First, the regression equation can be formulated from the coefficients. Using the provided regression coefficients for the intercept and the predictors, the equation is:
ŷ = 7.0174 + 8.6233x₁ + 0.0858x₂
This equation predicts the company's sales volume based on the advertising expenditure and number of salespeople. The intercept (7.0174) indicates the expected sales when both independent variables are zero; though practically, this may be a baseline or theoretical value.
To assess the significance of each predictor, hypothesis testing is performed. The null hypothesis for each coefficient posits that it is zero, implying no effect of that variable on sales. The t-statistic for each predictor can be calculated by dividing the coefficient by its standard error. For x₁, the t-value is approximately 3.605 (8.6233 / 2.3968), suggesting statistical significance at common levels; similarly, for x₂, the t-value is about 0.465 (0.0858 / 0.1845), which is less likely to be significant.
The coefficient of determination (R²) measures the proportion of variance in sales explained by the model. It is calculated as:
R² = SS Regression / SS Total
Given the regression Sum of Squares (SS Regression) is 321.11 and the total sum (SS Total) is the sum of regression and residual: 321.11 + 63.39 = 384.50, R² ≈ 0.834, indicating that approximately 83.4% of the variability in sales is explained by advertising and salespeople.
The adjusted R² accounts for the number of predictors and the sample size, providing a more accurate measure of model fit. It can be calculated as:
Adjusted R² = 1 - [(1 - R²)*(n - 1)/(n - k - 1)]
Where n=10 (years), and k=2 (predictors). Plugging in the values yields an adjusted R² close to 0.806, indicating a strong model fit with some penalization for the number of predictors.
To test the overall significance of the regression model, an F-test is employed. The calculated F-value (from the provided data) can be compared with the critical F-value at alpha = 0.01 with degrees of freedom (k, n - k - 1). The high F-value suggests the model is statistically significant, confirming that at least one predictor significantly explains the variance in sales.

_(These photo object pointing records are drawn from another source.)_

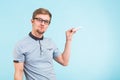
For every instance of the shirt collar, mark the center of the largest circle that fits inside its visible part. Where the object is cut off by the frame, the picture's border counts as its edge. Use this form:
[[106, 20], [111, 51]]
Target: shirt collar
[[34, 37]]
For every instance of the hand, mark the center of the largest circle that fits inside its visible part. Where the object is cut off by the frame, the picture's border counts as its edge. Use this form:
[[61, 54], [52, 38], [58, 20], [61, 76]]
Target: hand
[[69, 34]]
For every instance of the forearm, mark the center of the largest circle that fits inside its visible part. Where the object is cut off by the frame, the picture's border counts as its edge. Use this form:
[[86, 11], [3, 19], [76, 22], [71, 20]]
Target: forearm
[[66, 53], [18, 76]]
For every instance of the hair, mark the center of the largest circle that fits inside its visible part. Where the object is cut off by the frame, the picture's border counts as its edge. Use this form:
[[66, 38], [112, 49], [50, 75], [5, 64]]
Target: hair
[[41, 11]]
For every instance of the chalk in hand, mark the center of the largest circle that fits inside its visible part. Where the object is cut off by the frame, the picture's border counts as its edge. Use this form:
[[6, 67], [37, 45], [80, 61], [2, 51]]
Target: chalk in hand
[[76, 29]]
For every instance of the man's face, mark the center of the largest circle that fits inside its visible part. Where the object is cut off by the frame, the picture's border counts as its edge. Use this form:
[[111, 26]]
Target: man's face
[[40, 23]]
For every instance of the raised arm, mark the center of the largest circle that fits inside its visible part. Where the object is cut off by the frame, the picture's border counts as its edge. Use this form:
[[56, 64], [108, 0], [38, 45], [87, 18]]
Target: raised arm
[[63, 59], [18, 75]]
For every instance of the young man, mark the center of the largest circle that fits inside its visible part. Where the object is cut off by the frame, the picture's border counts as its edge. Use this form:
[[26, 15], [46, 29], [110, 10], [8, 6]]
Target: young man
[[33, 55]]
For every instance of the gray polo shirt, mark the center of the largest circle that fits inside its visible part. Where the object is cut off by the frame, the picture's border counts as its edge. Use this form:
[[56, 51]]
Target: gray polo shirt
[[37, 55]]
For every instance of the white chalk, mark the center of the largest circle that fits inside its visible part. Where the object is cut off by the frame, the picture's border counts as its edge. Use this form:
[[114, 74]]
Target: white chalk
[[76, 29]]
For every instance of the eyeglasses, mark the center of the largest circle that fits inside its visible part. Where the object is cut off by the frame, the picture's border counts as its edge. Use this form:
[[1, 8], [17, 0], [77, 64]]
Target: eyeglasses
[[41, 20]]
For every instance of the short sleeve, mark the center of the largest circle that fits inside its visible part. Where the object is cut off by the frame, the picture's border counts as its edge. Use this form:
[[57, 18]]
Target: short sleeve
[[18, 55]]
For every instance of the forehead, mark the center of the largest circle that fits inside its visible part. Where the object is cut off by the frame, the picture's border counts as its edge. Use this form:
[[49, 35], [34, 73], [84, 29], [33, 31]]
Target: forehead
[[43, 16]]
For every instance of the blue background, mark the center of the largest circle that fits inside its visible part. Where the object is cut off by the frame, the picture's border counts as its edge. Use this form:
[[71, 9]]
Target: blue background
[[95, 52]]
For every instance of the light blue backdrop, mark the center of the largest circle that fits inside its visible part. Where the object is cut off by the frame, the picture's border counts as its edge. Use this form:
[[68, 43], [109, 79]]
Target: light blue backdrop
[[95, 48]]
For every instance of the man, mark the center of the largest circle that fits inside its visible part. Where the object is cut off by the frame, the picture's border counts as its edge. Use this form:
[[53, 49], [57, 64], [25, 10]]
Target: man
[[33, 55]]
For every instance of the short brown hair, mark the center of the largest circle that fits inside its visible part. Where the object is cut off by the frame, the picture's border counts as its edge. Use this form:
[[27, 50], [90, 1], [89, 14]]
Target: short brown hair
[[41, 11]]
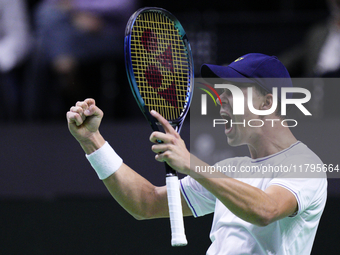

Next, individual t-tests determine if each predictor’s coefficient is significantly different from zero at alpha = 0.01. For x₁, given the t-value of approximately 3.605 exceeds the critical value (~3.249 for df=7), the coefficient is significant, implying advertising expenditure significantly influences sales. Conversely, for x₂, the t-value (~0.465) is well below the critical threshold, indicating its coefficient is not significantly different from zero; thus, salespeople’s number may not have a statistically significant effect in this model.
In conclusion, the regression equation demonstrates that advertising expenditure has a significant positive impact on sales, while the number of salespeople does not significantly contribute. The model explains a substantial portion of sales variability, and the overall regression is statistically significant, validating the use of the predictors for forecasting sales.
References
- Albright, S. C., Winston, W. L., & Zappe, C. (2016). Data Analysis and Decision Making. Cengage Learning.
- Field, A. (2013). Discovering Statistics Using IBM SPSS Statistics. Sage Publications.
- Kutner, M. H., Nachtsheim, C. J., Neter, J., & Li, W. (2004). Applied Linear Statistical Models. McGraw-Hill Education.
- Mendenhall, W., Sincich, T. (2016). Statistics for Engineering and the Sciences. CRC Press.
- Ryan, T. P. (2013). Modern Regression Methods. Wiley.
- Hair, J. F., Black, W. C., Babin, B. J., & Anderson, R. E. (2010). Multivariate Data Analysis. Prentice Hall.
- Kline, R. B. (2015). Principles and Practice of Structural Equation Modeling. Guilford Publications.
- Wooldridge, J. M. (2015). Introductory Econometrics: A Modern Approach. South-Western College Pub.
- Tabachnick, B. G., & Fidell, L. S. (2013). Using Multivariate Statistics. Pearson.
- Damodar N. Gujarati, D. (2003). Basic Econometrics. McGraw-Hill Education.